TRIBUNNEWS.COM, JAKARTA - Presiden Joko Widodo selaku pemegang hak prerogatif bisa memperpanjang masa jabatan Kapolri Jenderal Badrodin Haiti yang pensiun 24 Juli 2016 (58 tahun) dan mengesampingkan usulan pergantian calon kapolri dari Dewan Kepangkatan dan Jabatan Tinggi (Wanjakti) Polri, Komisi Kepolisian Nasional (Kompolnas) maupun desakan DPR RI.
Demikian disampaikan oleh Pengamat Kepolisian, Hermawan Sulistyo, dalam diskusi bertajuk "Mencari Sosok Kapolri: Senayan Versus Istana", di Jakarta, Jumat (10/6/2016).
"Buang saja semua (usulan daftar cakon kapolri ke laut. Kenapa?
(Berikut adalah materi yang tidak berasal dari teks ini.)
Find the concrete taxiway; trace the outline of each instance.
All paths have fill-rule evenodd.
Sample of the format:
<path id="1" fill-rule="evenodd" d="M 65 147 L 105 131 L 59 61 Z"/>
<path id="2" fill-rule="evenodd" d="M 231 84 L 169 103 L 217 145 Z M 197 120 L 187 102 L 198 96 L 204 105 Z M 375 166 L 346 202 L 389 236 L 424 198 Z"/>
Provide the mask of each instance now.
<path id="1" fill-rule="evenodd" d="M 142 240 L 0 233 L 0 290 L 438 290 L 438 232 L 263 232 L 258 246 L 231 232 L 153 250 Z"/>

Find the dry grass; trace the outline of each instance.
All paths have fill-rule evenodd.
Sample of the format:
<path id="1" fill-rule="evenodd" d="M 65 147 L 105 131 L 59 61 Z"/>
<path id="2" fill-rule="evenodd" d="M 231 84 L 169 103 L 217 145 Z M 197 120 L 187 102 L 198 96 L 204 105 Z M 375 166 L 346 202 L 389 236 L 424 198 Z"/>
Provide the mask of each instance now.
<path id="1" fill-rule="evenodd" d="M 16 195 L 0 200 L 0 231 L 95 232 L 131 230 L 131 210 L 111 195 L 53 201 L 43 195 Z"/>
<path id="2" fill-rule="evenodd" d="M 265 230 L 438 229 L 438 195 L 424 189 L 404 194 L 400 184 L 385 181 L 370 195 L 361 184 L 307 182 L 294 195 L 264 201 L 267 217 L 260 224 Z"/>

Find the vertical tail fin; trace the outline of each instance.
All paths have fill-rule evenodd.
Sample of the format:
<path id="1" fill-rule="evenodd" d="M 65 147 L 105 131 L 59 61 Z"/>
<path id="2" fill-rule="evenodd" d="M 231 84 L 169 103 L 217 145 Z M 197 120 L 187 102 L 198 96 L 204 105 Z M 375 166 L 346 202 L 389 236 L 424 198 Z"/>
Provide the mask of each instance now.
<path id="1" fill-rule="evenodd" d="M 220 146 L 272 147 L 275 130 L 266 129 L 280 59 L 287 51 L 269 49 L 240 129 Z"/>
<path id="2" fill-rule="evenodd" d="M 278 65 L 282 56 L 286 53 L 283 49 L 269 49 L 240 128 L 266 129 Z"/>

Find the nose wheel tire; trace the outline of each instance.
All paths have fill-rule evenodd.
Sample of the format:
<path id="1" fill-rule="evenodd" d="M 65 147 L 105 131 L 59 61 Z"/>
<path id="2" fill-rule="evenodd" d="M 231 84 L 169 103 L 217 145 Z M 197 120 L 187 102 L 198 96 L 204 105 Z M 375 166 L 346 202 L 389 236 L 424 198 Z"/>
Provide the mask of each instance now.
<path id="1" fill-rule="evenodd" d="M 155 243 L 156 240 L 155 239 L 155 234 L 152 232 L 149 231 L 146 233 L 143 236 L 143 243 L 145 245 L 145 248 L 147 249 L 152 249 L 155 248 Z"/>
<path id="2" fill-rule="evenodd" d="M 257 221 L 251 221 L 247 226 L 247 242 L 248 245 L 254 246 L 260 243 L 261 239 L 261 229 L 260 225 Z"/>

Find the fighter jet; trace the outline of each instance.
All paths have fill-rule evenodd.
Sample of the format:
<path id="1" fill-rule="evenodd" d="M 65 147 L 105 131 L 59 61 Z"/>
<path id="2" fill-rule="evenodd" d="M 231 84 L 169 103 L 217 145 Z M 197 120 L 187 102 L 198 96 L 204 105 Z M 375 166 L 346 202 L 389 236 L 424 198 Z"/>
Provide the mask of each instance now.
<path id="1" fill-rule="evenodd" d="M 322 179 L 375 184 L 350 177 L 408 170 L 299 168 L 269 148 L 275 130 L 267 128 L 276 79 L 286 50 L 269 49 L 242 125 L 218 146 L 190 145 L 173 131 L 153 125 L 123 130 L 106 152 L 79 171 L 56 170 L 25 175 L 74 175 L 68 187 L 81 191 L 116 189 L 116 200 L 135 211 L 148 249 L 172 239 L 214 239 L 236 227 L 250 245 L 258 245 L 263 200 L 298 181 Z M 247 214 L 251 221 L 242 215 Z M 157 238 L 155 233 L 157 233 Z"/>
Karena kewenangan Wanjakti hanya usul," kata Sulistyo.
Menurutnya, ada sejumlah dasar yang bisa dijadikan pertimbangan oleh Presiden Jokowi untuk memperpanjang masa jabatan Kapolri.
Pertama, presiden mempunyai kewenangan sampai ke tingkat dua.
Dan Wanjakti terkait pergantian Kapolri hanya memberikan masukan sebagaimana data SDM Polri. Kompolnas hanya sebatas memberikan mempertimbangan ke presiden terkait pemberhentian dan pengangkatan kapolri.
Sementara, kewenangan DPR terkait pengajuan Kapolri dari Presiden hanya sebatas memberikan persetujuan.
Menurut Hermawan, Presiden Jokowi bisa 'mendiamkan' dan mengesampingkan desakan DPR sebagaimana saat mengajukan nama Badrodin Haiti sebagai calon Kapolri ke DPR tanpa mencabut pengajuan nama Budi Gunawan sebelumnya.
"Buktinya kemarin nggak apa-apa," kata Hermawan yang juga Profesor Riset Bidang Perkembangan Politik Lembaga Ilmu Pengetahuan Indonesia (LIPI).
Menurutnya, Presiden Jokowi selaku pemegang hak prerogatif dalam pergantian kapolri bisa memperpanjang masa jabatan Badrodin Haiti selaku Kapolri hingga 6 bulan atau bahkan satu tahun.
Dalam Pasal 30 Undang-undang Nomor 2 Tahun 2002 tentang Polri mengatur tentang usia pensiun maksimal anggota Polri adalah 58 tahun dan bisa diperpanjang hingga 60 tahun.
Mengacu pasal tersebut, seorang Kapolri aktif bisa diajukan perpanjangan masa dinasnya. "Aturan yang ada, bahwa calon kapolri adalah perwira aktif," ujarnya.